New Jersey is about to embark on a public information campaign to convince you to get a novel coronavirus vaccination. It's likely going to be a tough sell.

Both national and New Jersey polling data suggest a great deal of skepticism surrounding the vaccines that have been rushed to market less than a year after the pandemic began. A new national poll does show more Americans willing to take the shot, but it remains to be seen if that will be true in New Jersey. In order to end the pandemic and return to some sense of normalcy, national health officials say we need 75% of the adult population to be vaccinated. New Jersey Gov.  Phil Murphy has set a goal of 70%.

In the latest Rutgers-Eagleton Poll, almost half of respondents said they would "probably" or "definitely" not get vaccinated. Of those, the majority worried about potential side effects. We had been seeing similar numbers in various national polls, but a new survey from the Kaiser Family Foundation shows more Americans are growing less reluctant. Just over a quarter of respondents said they would "probably" or "definitely" not get the vaccine. 71% say the would definitely get it, which is up from 63% in the same poll taken in August and September.
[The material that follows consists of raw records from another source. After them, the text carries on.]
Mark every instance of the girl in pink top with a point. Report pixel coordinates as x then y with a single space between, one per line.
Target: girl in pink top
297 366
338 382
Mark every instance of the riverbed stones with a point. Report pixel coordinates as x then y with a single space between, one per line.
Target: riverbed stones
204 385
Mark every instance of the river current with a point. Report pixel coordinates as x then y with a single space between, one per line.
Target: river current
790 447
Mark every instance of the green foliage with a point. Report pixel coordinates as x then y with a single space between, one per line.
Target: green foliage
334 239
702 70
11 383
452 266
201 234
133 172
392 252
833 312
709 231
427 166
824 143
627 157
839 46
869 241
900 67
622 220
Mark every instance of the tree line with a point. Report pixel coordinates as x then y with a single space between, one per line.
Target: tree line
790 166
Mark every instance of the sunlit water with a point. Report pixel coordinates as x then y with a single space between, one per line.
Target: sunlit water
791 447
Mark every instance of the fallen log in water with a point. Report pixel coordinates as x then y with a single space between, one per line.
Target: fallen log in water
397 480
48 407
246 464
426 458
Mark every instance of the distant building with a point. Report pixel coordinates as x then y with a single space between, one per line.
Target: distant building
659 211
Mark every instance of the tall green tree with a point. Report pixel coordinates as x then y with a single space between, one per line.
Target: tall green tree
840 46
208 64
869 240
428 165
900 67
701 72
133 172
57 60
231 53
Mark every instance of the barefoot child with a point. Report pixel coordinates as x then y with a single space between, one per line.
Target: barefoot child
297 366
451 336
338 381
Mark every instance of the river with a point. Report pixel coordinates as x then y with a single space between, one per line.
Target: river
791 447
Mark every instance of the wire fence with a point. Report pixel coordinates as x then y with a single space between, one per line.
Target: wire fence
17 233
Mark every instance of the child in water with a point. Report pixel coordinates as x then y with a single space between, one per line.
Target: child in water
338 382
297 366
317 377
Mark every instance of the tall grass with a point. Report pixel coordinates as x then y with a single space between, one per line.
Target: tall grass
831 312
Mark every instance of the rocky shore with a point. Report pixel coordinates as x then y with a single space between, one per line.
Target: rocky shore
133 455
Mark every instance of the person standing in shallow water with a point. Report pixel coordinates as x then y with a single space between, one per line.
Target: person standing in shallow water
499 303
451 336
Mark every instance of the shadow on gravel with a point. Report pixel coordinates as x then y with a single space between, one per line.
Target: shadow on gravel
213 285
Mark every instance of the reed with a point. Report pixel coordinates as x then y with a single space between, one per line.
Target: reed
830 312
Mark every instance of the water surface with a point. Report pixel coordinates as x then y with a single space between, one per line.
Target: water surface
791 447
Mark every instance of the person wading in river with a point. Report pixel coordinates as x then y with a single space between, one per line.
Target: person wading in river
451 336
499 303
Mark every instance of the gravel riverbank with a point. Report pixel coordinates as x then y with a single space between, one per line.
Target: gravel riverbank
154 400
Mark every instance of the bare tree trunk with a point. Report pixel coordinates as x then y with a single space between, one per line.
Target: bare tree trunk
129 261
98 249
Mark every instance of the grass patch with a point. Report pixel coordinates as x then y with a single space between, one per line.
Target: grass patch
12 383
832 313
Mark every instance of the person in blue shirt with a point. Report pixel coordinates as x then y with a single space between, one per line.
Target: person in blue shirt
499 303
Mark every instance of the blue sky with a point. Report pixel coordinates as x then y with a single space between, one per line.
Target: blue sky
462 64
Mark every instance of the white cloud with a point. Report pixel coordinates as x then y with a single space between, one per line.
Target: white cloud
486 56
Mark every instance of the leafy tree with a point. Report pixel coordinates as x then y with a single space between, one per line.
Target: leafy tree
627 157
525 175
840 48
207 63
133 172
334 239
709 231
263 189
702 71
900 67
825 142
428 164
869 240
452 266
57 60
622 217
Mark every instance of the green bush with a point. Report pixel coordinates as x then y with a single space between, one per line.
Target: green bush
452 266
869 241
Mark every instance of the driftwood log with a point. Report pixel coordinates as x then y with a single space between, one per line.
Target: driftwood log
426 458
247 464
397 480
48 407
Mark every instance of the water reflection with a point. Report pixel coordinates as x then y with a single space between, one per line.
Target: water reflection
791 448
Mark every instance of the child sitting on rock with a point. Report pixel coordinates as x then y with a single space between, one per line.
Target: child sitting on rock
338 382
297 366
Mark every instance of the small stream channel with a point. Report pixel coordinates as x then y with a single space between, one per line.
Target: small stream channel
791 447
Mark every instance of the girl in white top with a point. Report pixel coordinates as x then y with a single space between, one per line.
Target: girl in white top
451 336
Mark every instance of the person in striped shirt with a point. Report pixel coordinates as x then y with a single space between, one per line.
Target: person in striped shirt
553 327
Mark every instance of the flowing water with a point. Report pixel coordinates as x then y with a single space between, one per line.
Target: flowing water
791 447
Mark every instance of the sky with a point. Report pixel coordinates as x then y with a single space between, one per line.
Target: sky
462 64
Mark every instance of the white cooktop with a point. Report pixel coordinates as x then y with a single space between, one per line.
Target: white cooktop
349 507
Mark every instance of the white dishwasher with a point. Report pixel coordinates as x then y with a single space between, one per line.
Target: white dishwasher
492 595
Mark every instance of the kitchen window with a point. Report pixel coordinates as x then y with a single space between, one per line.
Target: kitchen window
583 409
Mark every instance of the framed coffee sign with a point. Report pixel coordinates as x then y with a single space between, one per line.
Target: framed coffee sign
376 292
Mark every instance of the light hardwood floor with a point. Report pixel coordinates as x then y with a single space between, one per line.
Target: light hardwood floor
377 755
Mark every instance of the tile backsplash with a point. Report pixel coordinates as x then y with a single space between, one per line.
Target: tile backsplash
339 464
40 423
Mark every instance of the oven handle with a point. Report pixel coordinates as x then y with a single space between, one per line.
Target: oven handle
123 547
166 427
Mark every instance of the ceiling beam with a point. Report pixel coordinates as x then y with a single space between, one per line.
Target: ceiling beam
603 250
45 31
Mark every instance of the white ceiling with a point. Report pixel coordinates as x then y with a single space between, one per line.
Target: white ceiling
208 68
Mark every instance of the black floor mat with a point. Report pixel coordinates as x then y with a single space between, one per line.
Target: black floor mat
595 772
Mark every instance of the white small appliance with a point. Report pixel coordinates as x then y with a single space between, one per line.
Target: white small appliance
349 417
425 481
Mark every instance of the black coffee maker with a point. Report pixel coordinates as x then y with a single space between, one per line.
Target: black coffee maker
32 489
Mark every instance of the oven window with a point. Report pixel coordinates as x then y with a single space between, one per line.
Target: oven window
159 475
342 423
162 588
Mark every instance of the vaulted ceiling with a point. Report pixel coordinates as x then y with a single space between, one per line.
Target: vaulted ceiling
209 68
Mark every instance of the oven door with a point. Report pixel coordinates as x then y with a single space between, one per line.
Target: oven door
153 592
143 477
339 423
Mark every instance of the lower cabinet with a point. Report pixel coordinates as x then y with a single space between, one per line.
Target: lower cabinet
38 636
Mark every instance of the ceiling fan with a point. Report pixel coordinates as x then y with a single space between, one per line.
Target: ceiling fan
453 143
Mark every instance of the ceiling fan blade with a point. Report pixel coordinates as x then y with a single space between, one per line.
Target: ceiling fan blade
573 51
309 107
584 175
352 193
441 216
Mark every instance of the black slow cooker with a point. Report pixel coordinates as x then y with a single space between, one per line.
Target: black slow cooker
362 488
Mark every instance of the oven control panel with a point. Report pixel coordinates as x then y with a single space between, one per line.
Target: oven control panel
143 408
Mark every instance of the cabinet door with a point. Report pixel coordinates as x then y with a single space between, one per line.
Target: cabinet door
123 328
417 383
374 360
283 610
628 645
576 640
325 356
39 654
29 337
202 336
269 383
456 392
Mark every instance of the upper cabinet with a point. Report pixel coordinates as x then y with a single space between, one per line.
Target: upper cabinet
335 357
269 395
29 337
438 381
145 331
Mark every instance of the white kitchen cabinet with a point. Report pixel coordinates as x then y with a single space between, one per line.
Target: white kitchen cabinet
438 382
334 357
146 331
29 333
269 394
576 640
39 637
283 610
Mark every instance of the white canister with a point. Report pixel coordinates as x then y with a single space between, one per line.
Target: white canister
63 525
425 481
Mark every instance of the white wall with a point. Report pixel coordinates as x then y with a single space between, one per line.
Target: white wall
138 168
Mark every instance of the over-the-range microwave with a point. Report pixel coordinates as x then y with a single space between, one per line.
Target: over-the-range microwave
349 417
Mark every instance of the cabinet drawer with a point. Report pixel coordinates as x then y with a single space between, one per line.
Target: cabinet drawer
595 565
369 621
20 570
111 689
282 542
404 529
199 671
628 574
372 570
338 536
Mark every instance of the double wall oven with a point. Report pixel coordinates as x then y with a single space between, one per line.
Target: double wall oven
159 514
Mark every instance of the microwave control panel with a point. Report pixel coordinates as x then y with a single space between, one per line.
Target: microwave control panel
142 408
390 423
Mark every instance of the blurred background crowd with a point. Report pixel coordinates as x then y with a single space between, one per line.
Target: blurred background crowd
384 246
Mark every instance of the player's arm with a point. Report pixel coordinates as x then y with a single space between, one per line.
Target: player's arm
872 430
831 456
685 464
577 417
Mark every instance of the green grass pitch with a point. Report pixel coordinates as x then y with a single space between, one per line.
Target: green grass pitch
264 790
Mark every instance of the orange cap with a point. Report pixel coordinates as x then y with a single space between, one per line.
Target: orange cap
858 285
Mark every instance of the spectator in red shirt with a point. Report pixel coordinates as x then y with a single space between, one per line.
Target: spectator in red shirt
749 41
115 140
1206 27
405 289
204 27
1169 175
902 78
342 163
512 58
Even skepticism among Republicans is waning, with more than half saying they will now get vaccinated.

If those numbers are true, the U.S. would be on pace to meet national vaccination goals. New Jersey would fall well short, and jeopardize the possibility we could see a somewhat normal summer and fall season in 2021.

After the first Pfizer vaccine was given to an emergency room nurse at University Hospital in Newark on Tuesday, New Jersey Health Commissioner Judy Persichilli began a public campaign to convince you to roll up your sleeve and take the shot. Calling COVID-19 "the biggest enemy we have ever fought," Persichilli insisted the vaccination was both safe and effective. The commissioner acknowledged there was rush to approve a vaccine, but says it was found safe in 10s of thousands of people enrolled in clinical trials.

Thousands of doses of the Pfizer vaccine are being given to frontline workers in New Jersey. Public vaccinations are on hold due to limited numbers of vaccine doses. However, the FDA. is close to approving a second vaccine. Initial data suggests the Moderna vaccine is safe and up to 94% effective. It could be approved as early as Friday. Murphy says New Jersey has already been in contact with Moderna for delivery of its drug in the weeks ahead. For now, doses continue to be rationed to frontline healthcare workers and nursing home residents, but Murphy still hopes to begin mass vaccinations by the spring.

A third vaccine is also on a path to approval by the FDA. Johnson & Johnson hopes to present its findings to drug regulators in January or February, with approval by March. The J&J vaccine could be the real game-changer. It does not require the deep cold storage needed for the Pfizer and Moderna drugs. It also is a single dose, as opposed to two separate shots weeks apart. Early data, however, suggests the J&J vaccine may not be as effective of existing drugs.